Consider the positives – the trends that we must seize on:
- Solar and wind energy costs are plummeting, as are the costs of storage which opens more opportunities to deploy these technologies together.
- More commitments by African leaders, including in Ethiopia, Ghana, Rwanda, Senegal and Zambia, to prioritise making reliable, affordable and clean energy available to all, especially remote and marginalised populations.
- Financial innovation backing clean energy growth and development, such as Nigeria’s first-ever green bonds and the African Development Bank’s new lending for off-grid electricity and partnerships to mobilize blended finance.
With all that in mind, here’s are a few no-regret measures for 2018 that can help move us along even faster toward a sustainable energy future for all.
- Embrace integration: Government leaders in Africa have a golden opportunity to re-think their national electrification strategies.
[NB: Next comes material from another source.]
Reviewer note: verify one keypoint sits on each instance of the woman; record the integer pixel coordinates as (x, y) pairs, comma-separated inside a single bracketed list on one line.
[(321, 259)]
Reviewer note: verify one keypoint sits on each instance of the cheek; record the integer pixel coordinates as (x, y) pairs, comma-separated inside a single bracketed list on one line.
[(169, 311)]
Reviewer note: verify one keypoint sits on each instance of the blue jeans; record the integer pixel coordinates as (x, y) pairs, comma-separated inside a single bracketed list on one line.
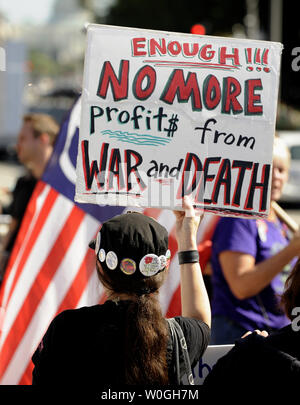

Embracing integrated strategies, using both centralized and decentralized energy sources, will allow for a speedier and cheaper pathway to close energy access gaps, especially in rural area where grids are still a distant prospect.
- Embrace the moment: Across the world, we are seeing low auction prices for renewable energy projects. The IFC-backed Scaling Solar program helped Zambia secure solar at 6 cents per kilowatt hour, the lowest solar prices to date in Africa. Others can learn from the success of Chile, Argentina and India, as well as South Africa, as they embrace grid connected renewables, and have effectively used power purchase agreements (PPAs) with transparent processes to attract long-term investors.
- No more harmful subsidies: Don’t subsidize dirty energy for poor people; subsidize clean energy services for the poorest. Move more quickly to remove harmful fossil fuel subsidies and put in place systems that support those on low incomes to access clean cooking fuels and electricity. Those who have done it or who have experimented, from Morocco to Malawi, from Indonesia to Mexico to Angola, can be sources of inspiration and confidence.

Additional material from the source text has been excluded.